Rencontre avec le Premier ministre luxembourgeois - 27 février 2014


L'USL a rencontré ce jeudi 27 février le Premier ministre du Luxembourg, assisté du Ministre des Affaires étrangères, du Secrétaire général du MAE et de sa Conseillère diplomatique.

A cette occasion, USL avait intégré dans sa Délégation un représentant de Solidarité européenne et un représentant de G2004.

D'entrée, le Premier ministre souligna son intérêt à tenir avec une certaine régularité ce type de rencontres, ce qui témoigne de l'intérêt porté par le Gouvernement luxembourgeois au suivi des affaires européennes, à l'Attractivité du Luxembourg comme Siège d'institutions de l'UE et dans ce cadre à l'écoute des représentants du personnel de la Fonction publique européenne.

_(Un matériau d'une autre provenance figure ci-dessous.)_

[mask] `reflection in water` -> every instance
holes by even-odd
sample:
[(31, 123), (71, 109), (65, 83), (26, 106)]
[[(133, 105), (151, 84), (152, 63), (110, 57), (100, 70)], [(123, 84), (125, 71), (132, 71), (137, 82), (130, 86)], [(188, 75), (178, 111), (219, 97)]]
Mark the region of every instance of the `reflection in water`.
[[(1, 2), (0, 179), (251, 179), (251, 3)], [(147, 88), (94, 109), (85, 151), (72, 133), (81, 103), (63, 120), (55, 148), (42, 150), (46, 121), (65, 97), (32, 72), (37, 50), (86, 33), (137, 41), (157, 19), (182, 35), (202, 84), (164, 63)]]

Les sujets abordés portèrent sur :

  1. Le Suivi de l'Accord Kinnock-Polfer de 2003 : USL commenta la perte substantielle de postes de fonctionnaires et la précarisation galopante de la FPE (plus de 600 AC et SDL).
  2. La situation dans les Institutions de l’UE au Luxembourg et les difficultés grandissantes qu’elles rencontrent pour recruter du personnel qualifié et même pour retenir celui en place, ce qui témoigne de la perte d’attractivité du Luxembourg et de la mise en cause à terme d’une Fonction publique de qualité sur place.
  3. Les discriminations que subissent injustement les agents de l’UE affectés au Luxembourg, et principalement pour ce qui concerne :

 a) les agents contractuels : certains sont rémunérés en dessous des minima légaux  nationaux et d’autres le sont très en retrait par rapport à ce que prévoient les conventions collectives ce qui peut être assimilé à du dumping social.

 b) la disparité du pouvoir d’achat : perte de plus de 10 % en 2013 (5.7 % en 2006) par rapport à Bruxelles alors que le Statut de la FPE prévoit un mécanisme d’ajustement au travers des coefficients correcteurs (plus d’une 30aine existent au sein de l’UE).

 USL émit de fortes critiques à l’égard de l’indice-commun Belgique/Luxembourg mis en place en janvier 2014 en ce qu’il est inadéquat du point de vue statistique (indices des prix à la consommation non homogènes), économique (adaptations salariales sur base du coût de la vie hors territoire) et qu’il ne prend nullement en compte la disparité existante au départ en 2013.

 A la question du Premier ministre relative au risque de déplacement des effectifs vers Bruxelles en cas d’instauration d’un coefficient correcteur au Luxembourg, USL et les OSP associées soulignèrent le caractère définitif du Siège des Institutions tel qu’arrêté par le Traité d’Amsterdam de 1997 (Protocole n° 8).

 c) la surtarification médicale : le Ministre des Affaires Etrangères déclina la responsabilité sur la Commission co-signataire des Conventions avec le Secteur professionnel des médecins, semblant « négliger » l’arrêt de la Cour européenne sanctionnant la violation de l’égalité de traitement que cette pratique suppose.

 USL reste convaincue que la responsabilité est partagée et agira dans ce sens lors de prochains contacts avec le Ministre en charge de la Sécurité sociale et la Commission européenne.

JMO : une étude commune Gouvernement luxembourgeois/Commission européenne dont les résultats devraient être disponibles pour fin mars/début avril 2014 doit apporter plus de clarté sur l’état réel du JMO I et les mesures subséquentes à prendre.

Conclusions

Cette rencontre avec le Premier ministre du Luxembourg constitue à n’en pas douter un évènement qui revêt la plus grande importance dans le cadre des relations institutionnelles à venir de l’Union syndicale avec les représentants du Gouvernement luxembourgeois, et qui permettront d’identifier avec précision les solutions possibles à mettre en œuvre.